The key to safe use is a two-step process. First determine if the growing environment might produce high-nitrate forage. If so, then sample and test the crop for nitrates, using the test results to guide safe feeding of the forage to livestock.
Weather conditions that stress plant growth – drought, hail, frost or low temperatures – often contribute to nitrate accumulation. Heavily manured soils, mineral imbalances, or excessive nitrogen fertilization also increase nitrate risk. When cover crops that are known to accumulate nitrates have been growing under any of these conditions, sample and test for nitrates before using them for forage.
Hail can create some highly variable conditions that make forage use decisions challenging, especially in fields initially planted to corn. The original crop may or may not have been destroyed. Fields may or may not have been replanted with a forage crop. And soil nitrogen may or may not be high enough to cause extra nitrate risks.
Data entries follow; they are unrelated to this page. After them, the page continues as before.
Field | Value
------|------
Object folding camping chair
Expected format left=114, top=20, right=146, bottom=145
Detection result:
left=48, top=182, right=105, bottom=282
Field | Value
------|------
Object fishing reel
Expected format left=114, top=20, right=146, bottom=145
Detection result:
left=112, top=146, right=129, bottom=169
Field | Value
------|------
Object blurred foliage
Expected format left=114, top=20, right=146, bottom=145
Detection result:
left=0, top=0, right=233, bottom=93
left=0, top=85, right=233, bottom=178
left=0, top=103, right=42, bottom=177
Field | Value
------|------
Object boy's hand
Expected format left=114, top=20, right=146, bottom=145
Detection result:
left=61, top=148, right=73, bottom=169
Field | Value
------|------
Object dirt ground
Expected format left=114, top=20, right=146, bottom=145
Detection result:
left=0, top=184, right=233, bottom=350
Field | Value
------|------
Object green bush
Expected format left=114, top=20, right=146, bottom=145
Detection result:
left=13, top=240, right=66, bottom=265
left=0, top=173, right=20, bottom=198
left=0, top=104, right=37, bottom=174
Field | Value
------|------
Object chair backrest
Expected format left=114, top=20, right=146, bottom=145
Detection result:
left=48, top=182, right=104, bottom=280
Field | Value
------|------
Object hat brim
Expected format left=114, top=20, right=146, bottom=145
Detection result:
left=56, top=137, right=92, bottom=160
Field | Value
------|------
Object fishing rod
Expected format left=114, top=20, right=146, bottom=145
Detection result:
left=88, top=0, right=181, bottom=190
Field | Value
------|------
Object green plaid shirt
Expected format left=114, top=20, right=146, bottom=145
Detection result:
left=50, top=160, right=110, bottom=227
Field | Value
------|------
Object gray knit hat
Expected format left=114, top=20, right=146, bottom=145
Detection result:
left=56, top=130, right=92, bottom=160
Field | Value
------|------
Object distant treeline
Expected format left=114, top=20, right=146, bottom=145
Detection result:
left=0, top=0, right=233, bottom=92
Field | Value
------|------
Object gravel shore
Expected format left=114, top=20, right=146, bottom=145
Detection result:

Special sampling methods. The methods used to sample forages for nitrates often need to differ from those used when testing forage quality. Sampling for forage quality seeks to represent the average of the entire lot of forage. With nitrates, though, it often is important to know the worst case scenario, or what is the highest concentration of nitrates that might be consumed by the animals.
For example, some fields have sites that are more droughty than other areas. Hay harvested from these sites might be expected to contain more nitrates due to drought stress. Samples could be collected just from this hay and tested. Other samples might be collected from the remainder of the hay. If the stressed hay contains potentially risky nitrate levels, it can be separated from the rest of the hay and fed in ways that reduce the risk, such as combining it with a much lower nitrate containing feed to reduce the overall concentration of nitrates in the diet. Numerous other methods to safely feed high-nitrate forages can be found on-line at http://www.ianrpubs.unl.edu/sendIt/g1779.pdf.
Collecting useful samples from fields that will be grazed can be challenging because of selective grazing by the animals. This is especially true when several species or a cocktail mix has been planted. Separate samples could be collected to represent the expected diet as well as the most risky diet. For example, in a corn field previously damaged severely by hail there may be well-eared stalks, barren stalks, regrowth tillers from damaged stalks, various weeds, and whatever might have been sown as a cover/forage crop after the hail. This diverse mixture might provide excellent nutrition as livestock select their diet but if, in that process of selection, the animals pick out the one type of plant material with an excessive nitrate concentration, losses could occur.
To determine if such a risk exists, it might be necessary to collect separate samples from many different plant species, plant parts, or areas of the field. This can be temporarily labor intensive and somewhat expensive but the loss of just one animal usually is much more costly.
Each of these samples will be very subjective, however, and biased according to the sampler’s ability to select the appropriate plants and plant parts. When interpreting the results of the laboratory analysis for nitrate content in these samples and making decisions about the safety of grazing, use extra caution to protect from sampling errors.
Bottom line. Cover crops usually can be very useful and safely fed as forages. However, individual situations can develop risks of nitrate poisoning. Recognize the risks and take proper precautions to avoid livestock losses while using valuable forage from cover crops.